The first shock did nothing and, whi
le her colleague started chest compressions, Ginny organised a dose of epinephrine and infused it through the IV tube. She checked the tube and the oxygen being fed into the woman’s lungs, tried drugs to stabilise the erratic heartbeat, then raised the voltage of the current, ordered staff to stand clear and shocked her again.
She followed the procedure all emergency personnel knew by heart—shock, drugs, shock, drugs, trying different drugs to stop the crazy beating. But though the voltage was increased twice, and more drugs tried—with frantic chest compressions forcing the medication through the victim’s body each time—in the end the heart gave up and they couldn’t bring her back. They could pump oxygen into her lungs, but without heartbeats to collect it from there and carry it to her brain, further shutdown was occurring every second.
The bruised line on the girl’s neck had seemed to grow even more vivid as the team worked, and the callousness of the man who’d caused them filled Max’s heart with anger. How could someone dare to snuff out this woman’s life as carelessly as he might have stepped on an ant?
Working with silent determination, Ginny finished what she’d been doing before the crisis, eventually resealing the outer envelope of the rape pack and signing it. She passed it to Brent, who left the cubicle then returned without it. No doubt it was already on its way to the crime lab.

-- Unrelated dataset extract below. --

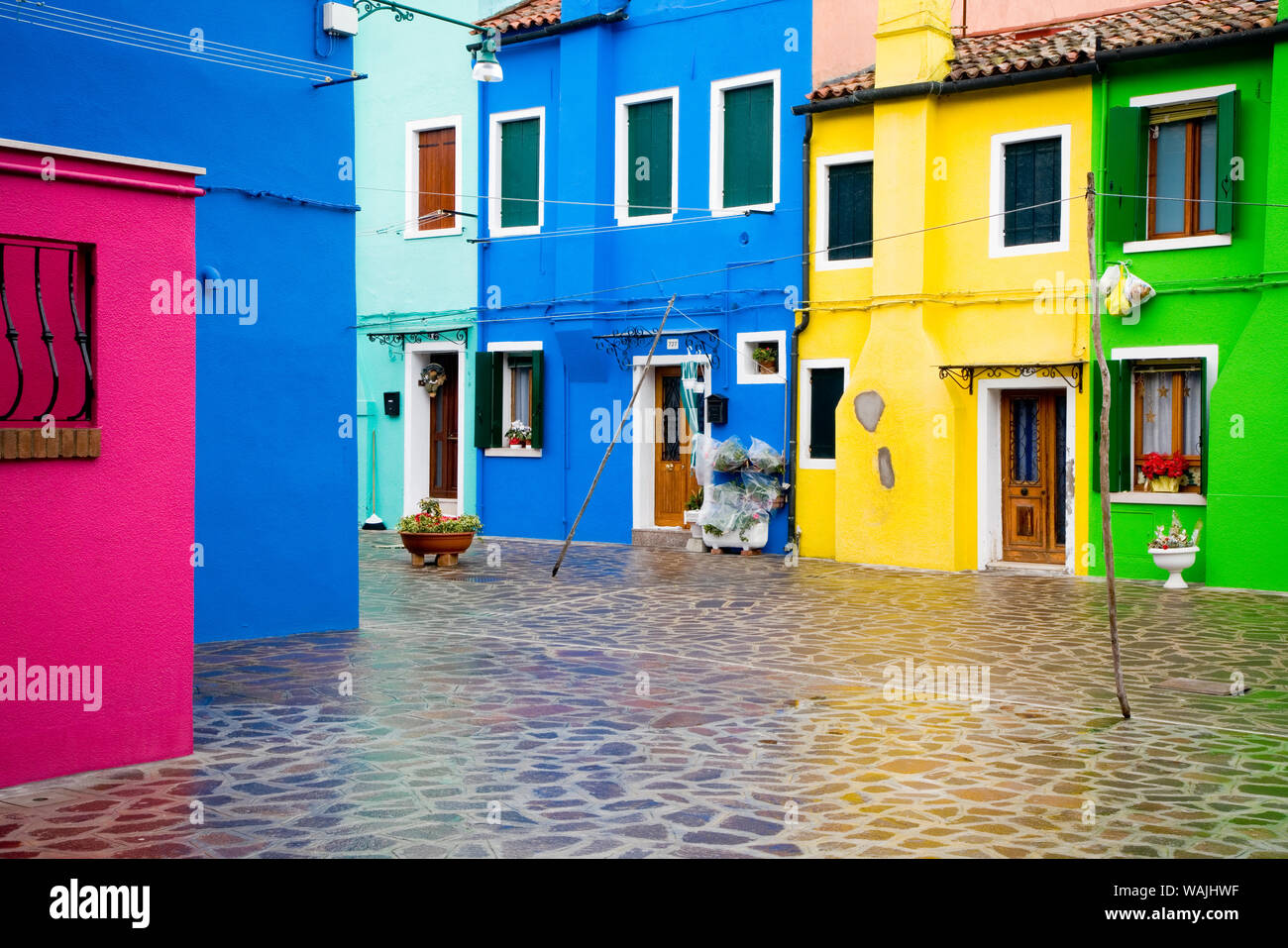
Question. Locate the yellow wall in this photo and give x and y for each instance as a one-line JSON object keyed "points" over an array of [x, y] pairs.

‘Does the fact that he doesn’t rape them mean it’s not a sexual crime?’ the young doctor asked, as he and Ginny began removing the monitor leads and drip lines.
Brent, perhaps not wanting to get too involved in conversation, said nothing, but Max could see no reason not to explain.
‘Serial killing is nearly always a sexual crime,’ he explained. ‘The offender might not get his thrill from raping or otherwise humiliating the bodies of his victims, but he’d still be aroused by the actual crime. It’s a bigger pay-off than you’d think, because he can replay the killing over and over in his mind.’